The SWAC conference, which plays in the Football Championship Subdivision (FCS), leads all HBCU conferences in total NIL earnings, ranking 21st in athlete compensation, according to data compiled by the NIL technology and marketing company Opendorse. 

Before attending Howard’s matchup against Kansas, Harris spoke at Grand View University, a Lutheran college, where she was holding a roundtable discussion on reproductive rights. 

The Vice President then spoke with Howard players in their locker room following the loss against Kansas, providing them with an inspirational pep talk to acknowledge their efforts, talents and discipline. 

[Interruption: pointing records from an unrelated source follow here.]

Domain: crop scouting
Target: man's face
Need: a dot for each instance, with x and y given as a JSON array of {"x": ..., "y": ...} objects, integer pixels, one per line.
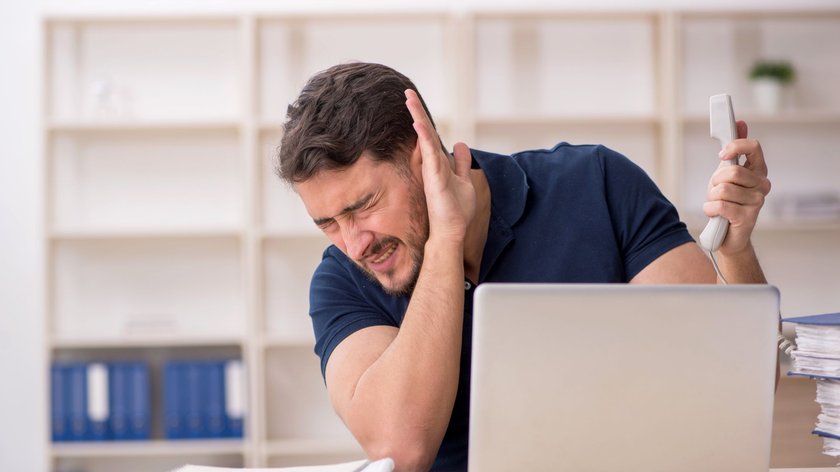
[{"x": 376, "y": 214}]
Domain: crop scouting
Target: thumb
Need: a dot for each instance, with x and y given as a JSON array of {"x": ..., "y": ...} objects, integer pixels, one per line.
[
  {"x": 742, "y": 129},
  {"x": 463, "y": 160}
]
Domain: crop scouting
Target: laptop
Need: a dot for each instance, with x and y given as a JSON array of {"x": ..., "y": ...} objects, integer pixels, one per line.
[{"x": 622, "y": 377}]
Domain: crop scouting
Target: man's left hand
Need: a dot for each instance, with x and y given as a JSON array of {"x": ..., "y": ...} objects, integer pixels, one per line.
[{"x": 737, "y": 192}]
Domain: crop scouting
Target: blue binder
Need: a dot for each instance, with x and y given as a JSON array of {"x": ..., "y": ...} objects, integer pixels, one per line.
[
  {"x": 77, "y": 401},
  {"x": 215, "y": 398},
  {"x": 58, "y": 403},
  {"x": 193, "y": 393},
  {"x": 139, "y": 411},
  {"x": 173, "y": 409}
]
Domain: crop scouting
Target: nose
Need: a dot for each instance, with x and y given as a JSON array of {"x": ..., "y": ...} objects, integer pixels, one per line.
[{"x": 356, "y": 240}]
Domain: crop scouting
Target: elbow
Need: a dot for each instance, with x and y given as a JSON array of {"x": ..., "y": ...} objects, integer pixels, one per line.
[{"x": 408, "y": 454}]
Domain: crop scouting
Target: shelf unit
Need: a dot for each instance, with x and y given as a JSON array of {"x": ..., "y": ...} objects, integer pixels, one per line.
[{"x": 169, "y": 235}]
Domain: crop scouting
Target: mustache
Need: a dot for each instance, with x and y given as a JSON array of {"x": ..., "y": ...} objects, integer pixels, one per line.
[{"x": 378, "y": 246}]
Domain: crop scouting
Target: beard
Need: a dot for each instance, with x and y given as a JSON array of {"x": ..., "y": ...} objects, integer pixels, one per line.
[{"x": 414, "y": 242}]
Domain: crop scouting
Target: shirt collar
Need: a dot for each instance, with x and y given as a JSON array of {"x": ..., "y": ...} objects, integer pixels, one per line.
[{"x": 508, "y": 195}]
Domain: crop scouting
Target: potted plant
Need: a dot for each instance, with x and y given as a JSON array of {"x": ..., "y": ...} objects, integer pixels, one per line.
[{"x": 769, "y": 78}]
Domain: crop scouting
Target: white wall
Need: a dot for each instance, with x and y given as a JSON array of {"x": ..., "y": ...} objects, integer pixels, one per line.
[
  {"x": 23, "y": 434},
  {"x": 22, "y": 396}
]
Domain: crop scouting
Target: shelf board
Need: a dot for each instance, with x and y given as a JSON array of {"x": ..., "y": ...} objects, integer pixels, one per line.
[
  {"x": 696, "y": 225},
  {"x": 803, "y": 117},
  {"x": 543, "y": 120},
  {"x": 142, "y": 125},
  {"x": 287, "y": 447},
  {"x": 152, "y": 448},
  {"x": 288, "y": 343},
  {"x": 144, "y": 233},
  {"x": 67, "y": 342},
  {"x": 273, "y": 234}
]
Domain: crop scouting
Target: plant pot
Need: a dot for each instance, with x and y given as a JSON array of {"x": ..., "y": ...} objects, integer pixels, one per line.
[{"x": 767, "y": 94}]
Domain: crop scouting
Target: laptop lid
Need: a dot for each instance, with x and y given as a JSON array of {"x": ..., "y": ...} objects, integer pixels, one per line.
[{"x": 622, "y": 377}]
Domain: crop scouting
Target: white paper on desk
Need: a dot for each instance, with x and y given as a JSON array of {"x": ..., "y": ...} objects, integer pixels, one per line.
[{"x": 382, "y": 465}]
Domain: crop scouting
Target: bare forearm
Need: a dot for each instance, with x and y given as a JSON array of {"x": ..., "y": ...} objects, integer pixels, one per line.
[
  {"x": 404, "y": 400},
  {"x": 741, "y": 267}
]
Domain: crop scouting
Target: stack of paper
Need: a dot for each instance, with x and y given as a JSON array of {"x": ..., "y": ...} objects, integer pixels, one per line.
[
  {"x": 817, "y": 355},
  {"x": 828, "y": 422}
]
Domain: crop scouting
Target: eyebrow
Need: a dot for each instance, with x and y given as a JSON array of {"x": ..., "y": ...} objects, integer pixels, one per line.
[{"x": 357, "y": 205}]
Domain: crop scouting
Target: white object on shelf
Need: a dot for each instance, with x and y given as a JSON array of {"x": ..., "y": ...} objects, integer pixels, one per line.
[{"x": 235, "y": 390}]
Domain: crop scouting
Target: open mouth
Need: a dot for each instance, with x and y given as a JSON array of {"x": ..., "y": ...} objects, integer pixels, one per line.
[
  {"x": 382, "y": 261},
  {"x": 386, "y": 254}
]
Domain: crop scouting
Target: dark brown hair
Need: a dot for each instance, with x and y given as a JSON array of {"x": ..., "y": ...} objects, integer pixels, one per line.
[{"x": 342, "y": 112}]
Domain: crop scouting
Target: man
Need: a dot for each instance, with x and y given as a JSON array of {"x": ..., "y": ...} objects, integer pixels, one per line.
[{"x": 414, "y": 231}]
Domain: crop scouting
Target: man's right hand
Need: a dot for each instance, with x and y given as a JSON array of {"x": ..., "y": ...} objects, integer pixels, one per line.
[{"x": 450, "y": 195}]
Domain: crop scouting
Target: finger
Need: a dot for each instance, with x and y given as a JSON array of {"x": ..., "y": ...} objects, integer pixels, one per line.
[
  {"x": 736, "y": 214},
  {"x": 463, "y": 160},
  {"x": 751, "y": 149},
  {"x": 736, "y": 194},
  {"x": 740, "y": 176},
  {"x": 426, "y": 134},
  {"x": 743, "y": 129}
]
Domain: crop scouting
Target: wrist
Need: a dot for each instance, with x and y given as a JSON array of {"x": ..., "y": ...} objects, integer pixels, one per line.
[
  {"x": 445, "y": 244},
  {"x": 745, "y": 252}
]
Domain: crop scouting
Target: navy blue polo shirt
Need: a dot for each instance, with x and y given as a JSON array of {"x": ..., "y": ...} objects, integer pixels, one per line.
[{"x": 571, "y": 214}]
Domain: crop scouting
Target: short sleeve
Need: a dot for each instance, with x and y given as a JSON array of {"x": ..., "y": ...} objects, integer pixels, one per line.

‘You put everything you had into the game, and you know that’s what it’s about, right,’ Harris said. ‘Until the last minute, you guys did that. You didn’t stop until the last second, you did not stop. And that is so inspiring.’

‘So you keep playing with chin up and shoulders back because you showed the world who Bison are. I mean, literally what you have done is in historic proportion. I was at Howard back in the day, where we just happy that there was a game, much less getting to this place.’

”And I see Bison literally all over the world, and we’ve been talking about you, this team. […] You make us so proud. So In know you may not be feeling great right now, but know who you are. You are excellence. You are hard work. You are powerful, and you are winners. So please know that.’

Harris topped off her speech by inviting the Bisons to tour the White House whenever they feel like playing ‘hooky’ from school. Players laughed at the Vice President’s joke soon afterwards.